Vincent Lafaille, Il a fallu apprendre à lire dans le noir, Les presses du réel, Al Dante, 2021, 64p, 10€.

Il a fallu apprendre à lire dans le noir, recueil qu’on lit dans le blanc, celui de la page ; excepté quelques poèmes, les vers se trouvent noyés dans ce blanc de la page, à nous lectrices et lecteurs, de le remplir, de lier les mots, les sonorités, reconstituer les images esquissées dans et par les pointillés de la langue ; pointillisme langagier, de la disposition des vers, le flou – artistique – des images. C’est tout cela que l’on (re)trouve/éprouve à la lecture des poèmes de Vincent Lafaille et que nous allons, ensemble, explorer.

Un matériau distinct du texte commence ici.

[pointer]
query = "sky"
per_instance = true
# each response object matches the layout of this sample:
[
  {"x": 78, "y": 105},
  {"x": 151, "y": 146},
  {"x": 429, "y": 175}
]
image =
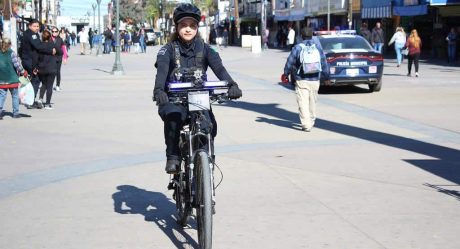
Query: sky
[{"x": 81, "y": 7}]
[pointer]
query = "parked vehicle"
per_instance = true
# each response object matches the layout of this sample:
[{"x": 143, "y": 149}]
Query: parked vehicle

Avant d’aller plus avant dans la fouille, l’exploration de ce poème, disons quelques mots de sa composition, en effet, l’ensemble du recueil répond à une organisation particulière, alternant entre deux types de poèmes, des sortes de lettres, ou des adresses plutôt à l’intention d’une Chère M – ils sont au nombre de 9 ; puis viennent des poèmes numérotés de 1 à 7. L’alternance, tout au long du recueil, entre ces deux poèmes se fait deux par deux. L’ouverture s’opérant par deux poèmes commençant par Chère M, puis les poèmes 1 & 2, puis deux Chères M et ainsi de suite… Composition binaire, deux par deux, on avance par deux, mouvement d’une démarche poétique ; on marche à la lecture du recueil, on esquisse des pas dans et par la lecture, et déjà émerge un autre motif prépondérant de Il a fallu apprendre à lire dans le noir ; la marche.

Chère M,

À la surface, depuis la surface, je tente de t’écrire.

Il y a le mouvement de la rue, les mouvements de la rue, je tente de t’écrire.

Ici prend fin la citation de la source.